Here is an example to elicit the practical problem.
Treating cancer is like a plumbing job in a room where we have a wash basin with an erratic tap (the main source of water) with a long connecting pipeline. Depending on stage a patient is diagnosed, the doctor (plumber) is asked to repair the damages. In early stage and good tumors (head and neck like larynx, breast, lymphoma, cervix, prostate, etc) its just the leaking tap, which is easy to close and also can be sealed permanently with modern treatment techniques. Job well done….akin to almost complete cancer cure.
But the majority of cancers, especially in third world and developing countries are diagnosed late, where there is a leaking tap with a spill on the floor, limited spread from the primary site (oligometastasis) or disseminated (multiple metastases away from the primary organ).
Difficult to manage but with a good combination of multimodality treatment, or combination therapy, it is possible to seal the tap by local therapy (surgery or radiation) and mop the floor dry (chemotherapy or systemic treatment).
Some of these locally advanced tumors, actually are further complicated by the situation which is complexed with a heavy floor spill along with multiple holes in the connecting pipeline over and above the existing leaking tap. This is the worst case scenario.
The plumber, that is the treating cancer doctor or the oncologist, has to dedicate time detecting these minor leaks, trying to mop puddles of water here and there, only to find new pockets every now and then. Frustrating for the doctor and more so for the patient, as each plumbing activity is time taking and also involves some financial burden each time.

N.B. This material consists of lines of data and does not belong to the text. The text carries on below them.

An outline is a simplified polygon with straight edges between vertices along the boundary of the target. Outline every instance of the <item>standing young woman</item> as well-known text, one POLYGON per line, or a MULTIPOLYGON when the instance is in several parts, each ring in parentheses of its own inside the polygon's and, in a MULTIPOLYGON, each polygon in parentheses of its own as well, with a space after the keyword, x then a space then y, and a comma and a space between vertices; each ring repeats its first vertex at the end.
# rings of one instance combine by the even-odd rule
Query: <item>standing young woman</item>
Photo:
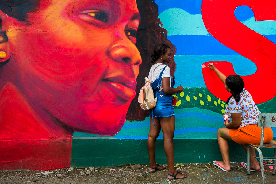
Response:
POLYGON ((150 172, 154 172, 165 169, 165 167, 156 163, 155 158, 156 139, 162 129, 164 148, 169 167, 168 178, 170 180, 183 179, 187 177, 186 173, 182 173, 174 169, 173 140, 175 121, 172 104, 172 95, 177 92, 182 92, 183 88, 181 86, 174 88, 174 79, 171 76, 169 67, 164 64, 170 62, 171 52, 170 47, 161 44, 156 47, 154 54, 151 55, 151 62, 153 65, 149 74, 148 78, 151 76, 151 86, 155 97, 157 97, 157 100, 156 106, 149 111, 151 121, 148 139, 148 149, 150 162, 150 172))
MULTIPOLYGON (((241 144, 247 152, 246 144, 259 144, 261 141, 261 128, 257 127, 258 116, 261 112, 257 107, 252 97, 243 88, 244 83, 243 79, 237 75, 230 75, 226 77, 218 70, 212 63, 207 65, 216 72, 225 84, 225 89, 231 95, 226 101, 228 104, 225 112, 228 118, 224 121, 226 127, 220 128, 217 135, 220 150, 223 161, 215 160, 215 165, 225 172, 230 170, 229 146, 227 140, 230 140, 241 144)), ((273 137, 271 128, 265 128, 264 143, 269 143, 273 137)), ((256 158, 256 153, 253 148, 250 148, 250 169, 255 171, 260 169, 256 158)), ((247 167, 247 163, 241 163, 242 166, 247 167)))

The end results in the larger outlook may not appear good in the last case as disease never gets over and keeps troubling, resulting in complaints from the one who is at the receiving side of all this, the patient.

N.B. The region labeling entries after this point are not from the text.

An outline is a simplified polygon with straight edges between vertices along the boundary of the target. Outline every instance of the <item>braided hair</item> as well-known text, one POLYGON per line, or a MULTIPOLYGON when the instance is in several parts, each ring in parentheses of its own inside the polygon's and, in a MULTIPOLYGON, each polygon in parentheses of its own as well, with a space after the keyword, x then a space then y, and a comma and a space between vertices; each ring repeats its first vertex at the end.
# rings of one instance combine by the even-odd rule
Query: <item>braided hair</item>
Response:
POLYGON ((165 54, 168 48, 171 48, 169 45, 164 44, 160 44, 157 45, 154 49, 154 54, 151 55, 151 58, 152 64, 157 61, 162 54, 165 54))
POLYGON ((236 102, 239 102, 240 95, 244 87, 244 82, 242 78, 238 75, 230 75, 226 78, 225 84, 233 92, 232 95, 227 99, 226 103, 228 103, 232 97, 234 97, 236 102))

Along with this is the practical problem faced by the caregiver to how to multi-task and cater to all the problems together, which may not be medically possible. This is also because each plumbing job in itself is with some side effect on the patient.
So there needs to be a thin balance between the decision for curative, palliative (symptom control) or no treatment at all, as per the situation we are faced with.
This example may to some bit explain how the caregiver, the doctor has to walk the thin line between cancer care and treatment and disease-related ailments, trying to alleviate the patient of his sufferings. Doing so, we win some…we lose some. Some patients get completely cured. For some, we are able to extend life. For others, we lose the battle.
In the end, its the effort that counts and only the patience, hard work and trust between the doctor and patient pays off!!